Panitumumab the first fully human monoclonal antibody: from the bench to the clinic.

Panitumumab (formerly known as ABX-EGF) is the first fully human monoclonal antibody to epidermal growth factor receptor to enter clinical trials for the treatment of solid tumors. Like cetuximab (Erbitux; BMS), it is directed against the extracellular ligand-binding domain of the receptor and results in blockade of the essential downstream signaling pathways that are known to govern apoptosis, proliferation and differentiation of both normal and neoplastic cell types in a wide array of tissues. It has a very high affinity for epidermal growth factor receptor and has been generally well tolerated and associated with very few infusion reactions. As a fully human agent, panitumumab has not been associated with the formation of any antibodies directed against it that has been evidenced by a very reliable pharmacokinetic profile with possible dosing schedules ranging from 1 to 3 weeks. Similar to other agents targeting the epidermal growth factor receptor pathway, a rash has been the primary toxicity and is dose dependent up to 2.5 mg/kg at which dose 100% of all patients have been affected. The anti-tumor activity of panitumumab has been tested in vitro and in vivo, and inhibition of tumor growth has been observed in numerous cancer models, particularly lung, kidney and colorectal. It has been efficacious and well tolerated both as monotherapy and in combination with other chemotherapeutic agents. Several phase I trials, two phase II trials and most recently a phase III trial in pretreated colorectal cancer have been carried out to date. Currently, there is also a randomized phase III trial (Panitumumab Advanced Colorectal Cancer Evaluation Study) investigating the role of panitumumab in the first-line treatment of colorectal cancer. No unfavorable drug-drug interactions have been observed nor has there been any effect on the pharmacokinetics of drugs with which it is being used. Recent progress in preclinical and clinical studies of panitumumab is reviewed.

Role of panitumumab in the management of metastatic colorectal cancer.

Panitumumab (formerly known as ABX-EGF) is the first fully human monoclonal antibody directed against the epidermal growth factor receptor in clinical use. It has proven to be very well tolerated alone and in combination with other cytotoxic chemotherapeutic agents. Panitumumab has demonstrated efficacy as monotherapy and with standard chemotherapeutic agents in a wide variety of cancer types, including non-small-cell lung cancer, renal, and colorectal cancer (CRC).
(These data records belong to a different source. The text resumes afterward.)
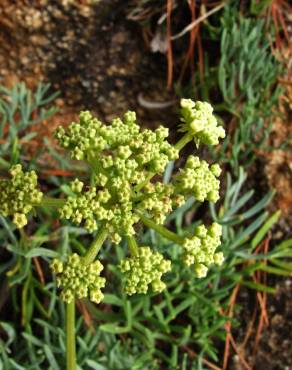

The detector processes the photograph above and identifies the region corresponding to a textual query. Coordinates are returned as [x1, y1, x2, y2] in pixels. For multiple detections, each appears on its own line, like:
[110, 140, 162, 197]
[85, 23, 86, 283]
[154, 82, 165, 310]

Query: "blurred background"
[0, 0, 292, 370]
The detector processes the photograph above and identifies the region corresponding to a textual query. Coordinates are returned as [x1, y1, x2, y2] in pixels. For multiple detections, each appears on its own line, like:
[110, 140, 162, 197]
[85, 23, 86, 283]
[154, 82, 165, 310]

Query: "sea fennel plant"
[0, 99, 225, 370]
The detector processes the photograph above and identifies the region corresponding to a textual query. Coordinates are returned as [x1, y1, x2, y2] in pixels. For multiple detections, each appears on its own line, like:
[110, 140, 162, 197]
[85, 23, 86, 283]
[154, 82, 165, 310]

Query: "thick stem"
[84, 229, 107, 265]
[127, 236, 138, 257]
[139, 213, 183, 244]
[174, 133, 192, 151]
[66, 229, 107, 370]
[66, 299, 76, 370]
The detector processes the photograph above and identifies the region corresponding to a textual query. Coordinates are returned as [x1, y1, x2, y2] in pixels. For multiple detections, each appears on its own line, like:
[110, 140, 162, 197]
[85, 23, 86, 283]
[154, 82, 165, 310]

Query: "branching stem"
[139, 213, 183, 244]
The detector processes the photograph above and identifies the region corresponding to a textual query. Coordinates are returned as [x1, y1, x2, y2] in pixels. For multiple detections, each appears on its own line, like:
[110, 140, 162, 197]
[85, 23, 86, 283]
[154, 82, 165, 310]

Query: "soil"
[0, 0, 292, 370]
[230, 278, 292, 370]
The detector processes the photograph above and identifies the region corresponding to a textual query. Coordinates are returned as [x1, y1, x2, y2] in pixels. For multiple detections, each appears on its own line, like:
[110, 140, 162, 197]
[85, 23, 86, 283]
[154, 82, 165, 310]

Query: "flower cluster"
[181, 99, 225, 145]
[175, 156, 221, 202]
[183, 222, 223, 278]
[51, 253, 105, 303]
[119, 247, 171, 295]
[56, 112, 178, 242]
[0, 164, 43, 228]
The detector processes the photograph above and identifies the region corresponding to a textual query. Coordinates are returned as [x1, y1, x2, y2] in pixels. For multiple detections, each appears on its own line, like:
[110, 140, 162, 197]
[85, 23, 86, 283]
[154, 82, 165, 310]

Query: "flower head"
[0, 164, 43, 228]
[51, 253, 105, 303]
[119, 247, 171, 295]
[180, 99, 225, 145]
[182, 222, 224, 278]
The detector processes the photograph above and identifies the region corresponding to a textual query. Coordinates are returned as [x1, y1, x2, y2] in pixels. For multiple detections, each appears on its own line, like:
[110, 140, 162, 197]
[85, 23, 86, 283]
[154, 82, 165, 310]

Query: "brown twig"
[166, 0, 173, 88]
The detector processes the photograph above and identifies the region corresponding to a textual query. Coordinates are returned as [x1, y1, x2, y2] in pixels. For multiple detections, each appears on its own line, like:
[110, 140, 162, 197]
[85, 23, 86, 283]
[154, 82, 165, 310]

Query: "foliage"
[0, 83, 59, 167]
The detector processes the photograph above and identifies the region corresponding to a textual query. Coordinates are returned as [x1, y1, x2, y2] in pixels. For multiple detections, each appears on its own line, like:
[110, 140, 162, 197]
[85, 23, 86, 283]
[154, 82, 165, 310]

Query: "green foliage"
[1, 170, 292, 370]
[0, 83, 59, 167]
[218, 8, 282, 173]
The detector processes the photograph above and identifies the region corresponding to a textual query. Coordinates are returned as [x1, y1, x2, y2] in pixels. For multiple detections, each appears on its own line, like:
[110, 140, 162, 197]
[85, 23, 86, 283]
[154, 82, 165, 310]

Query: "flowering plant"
[0, 99, 225, 370]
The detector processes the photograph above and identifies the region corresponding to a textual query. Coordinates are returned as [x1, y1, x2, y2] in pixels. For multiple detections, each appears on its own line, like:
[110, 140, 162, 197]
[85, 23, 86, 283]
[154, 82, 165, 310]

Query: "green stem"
[127, 236, 138, 256]
[66, 299, 76, 370]
[139, 213, 183, 244]
[134, 133, 192, 192]
[66, 229, 107, 370]
[174, 133, 192, 151]
[84, 229, 107, 265]
[36, 197, 66, 208]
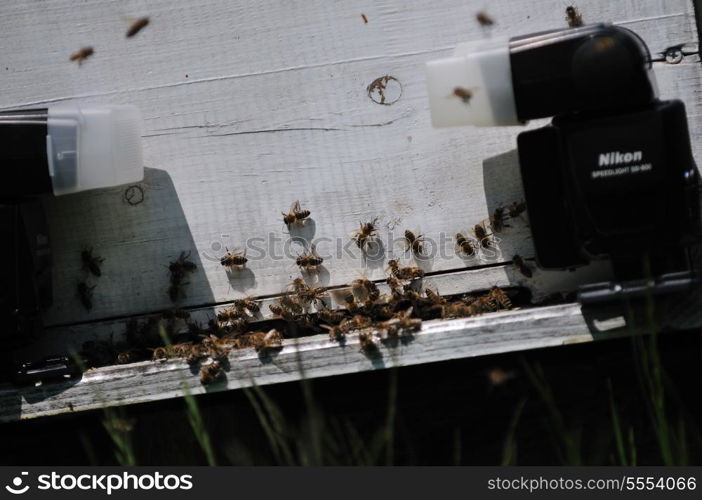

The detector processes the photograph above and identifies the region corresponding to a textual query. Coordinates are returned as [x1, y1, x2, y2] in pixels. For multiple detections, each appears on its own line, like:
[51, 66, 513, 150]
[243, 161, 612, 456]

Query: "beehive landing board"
[0, 0, 702, 422]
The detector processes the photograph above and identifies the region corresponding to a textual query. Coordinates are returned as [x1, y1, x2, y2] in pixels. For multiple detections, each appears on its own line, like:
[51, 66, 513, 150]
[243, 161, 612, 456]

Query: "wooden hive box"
[0, 0, 702, 421]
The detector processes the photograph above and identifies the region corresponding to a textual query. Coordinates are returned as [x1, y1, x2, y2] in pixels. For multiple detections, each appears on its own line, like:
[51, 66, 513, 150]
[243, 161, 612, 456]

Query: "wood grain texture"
[0, 0, 700, 325]
[0, 304, 633, 422]
[0, 0, 702, 421]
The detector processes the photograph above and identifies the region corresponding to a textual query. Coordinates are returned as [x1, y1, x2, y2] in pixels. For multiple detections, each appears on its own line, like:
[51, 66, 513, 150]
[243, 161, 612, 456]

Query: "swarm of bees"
[168, 252, 197, 302]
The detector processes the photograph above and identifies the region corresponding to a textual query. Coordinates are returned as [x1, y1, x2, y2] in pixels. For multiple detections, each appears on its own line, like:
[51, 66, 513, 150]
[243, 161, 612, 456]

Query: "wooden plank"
[0, 304, 631, 422]
[0, 0, 702, 325]
[8, 278, 702, 422]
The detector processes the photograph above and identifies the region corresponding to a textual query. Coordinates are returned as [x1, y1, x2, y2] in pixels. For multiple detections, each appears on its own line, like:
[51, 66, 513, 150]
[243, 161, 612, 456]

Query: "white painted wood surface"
[0, 0, 702, 414]
[0, 304, 632, 422]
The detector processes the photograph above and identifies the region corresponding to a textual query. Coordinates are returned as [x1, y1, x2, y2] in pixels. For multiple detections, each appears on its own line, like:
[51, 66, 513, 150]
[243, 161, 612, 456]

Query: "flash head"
[426, 24, 657, 127]
[0, 104, 144, 199]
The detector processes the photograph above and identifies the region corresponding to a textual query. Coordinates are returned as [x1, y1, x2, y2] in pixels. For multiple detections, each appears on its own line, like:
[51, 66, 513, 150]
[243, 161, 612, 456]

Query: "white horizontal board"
[0, 304, 622, 422]
[0, 0, 700, 325]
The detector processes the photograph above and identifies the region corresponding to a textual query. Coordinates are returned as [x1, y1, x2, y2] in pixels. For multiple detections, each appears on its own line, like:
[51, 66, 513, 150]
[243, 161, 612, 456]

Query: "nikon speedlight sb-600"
[427, 24, 700, 302]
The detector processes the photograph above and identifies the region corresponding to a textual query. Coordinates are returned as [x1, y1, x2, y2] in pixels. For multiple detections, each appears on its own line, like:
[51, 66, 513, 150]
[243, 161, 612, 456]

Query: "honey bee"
[473, 223, 490, 248]
[127, 17, 149, 38]
[343, 292, 360, 313]
[352, 217, 378, 250]
[367, 302, 395, 321]
[232, 297, 261, 314]
[202, 335, 231, 361]
[490, 207, 505, 233]
[456, 233, 475, 257]
[385, 276, 404, 298]
[405, 229, 423, 255]
[268, 303, 295, 321]
[565, 5, 583, 28]
[475, 11, 495, 26]
[396, 307, 422, 332]
[224, 249, 249, 269]
[290, 278, 327, 305]
[117, 351, 139, 365]
[254, 328, 283, 353]
[217, 306, 246, 323]
[488, 286, 512, 309]
[424, 288, 446, 305]
[184, 344, 207, 365]
[278, 295, 304, 314]
[283, 201, 311, 227]
[339, 314, 372, 332]
[80, 248, 105, 276]
[70, 47, 95, 66]
[317, 309, 346, 325]
[388, 259, 424, 281]
[229, 317, 249, 332]
[506, 201, 526, 218]
[295, 247, 324, 271]
[200, 360, 225, 385]
[76, 281, 95, 311]
[351, 278, 380, 302]
[512, 255, 533, 278]
[453, 87, 473, 104]
[321, 325, 346, 342]
[358, 332, 378, 354]
[151, 347, 169, 361]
To date, no human antihuman antibodies have been detected, and unlike cetuximab, infusion reactions are infrequent, and no premedications are required when administering panitumumab. The only significant toxicity has been a rash similar to that seen with other agents targeting the epidermal growth factor receptor, and such reactions have been predominantly mild to moderate. In metastatic CRC, panitumumab has been safe and efficacious when given with other commonly used agents in this disease, including irinotecan and fluorouracil. Current studies under way are looking at panitumumab in combination with FOLFOX (fluorouracil/leucovorin/oxaliplatin) plus bevacizumab as well as with novel agents that have yet to come into common clinical practice. Recent progress in development of panitumumab in the management of CRC is reviewed, and management of associated rash is discussed herein.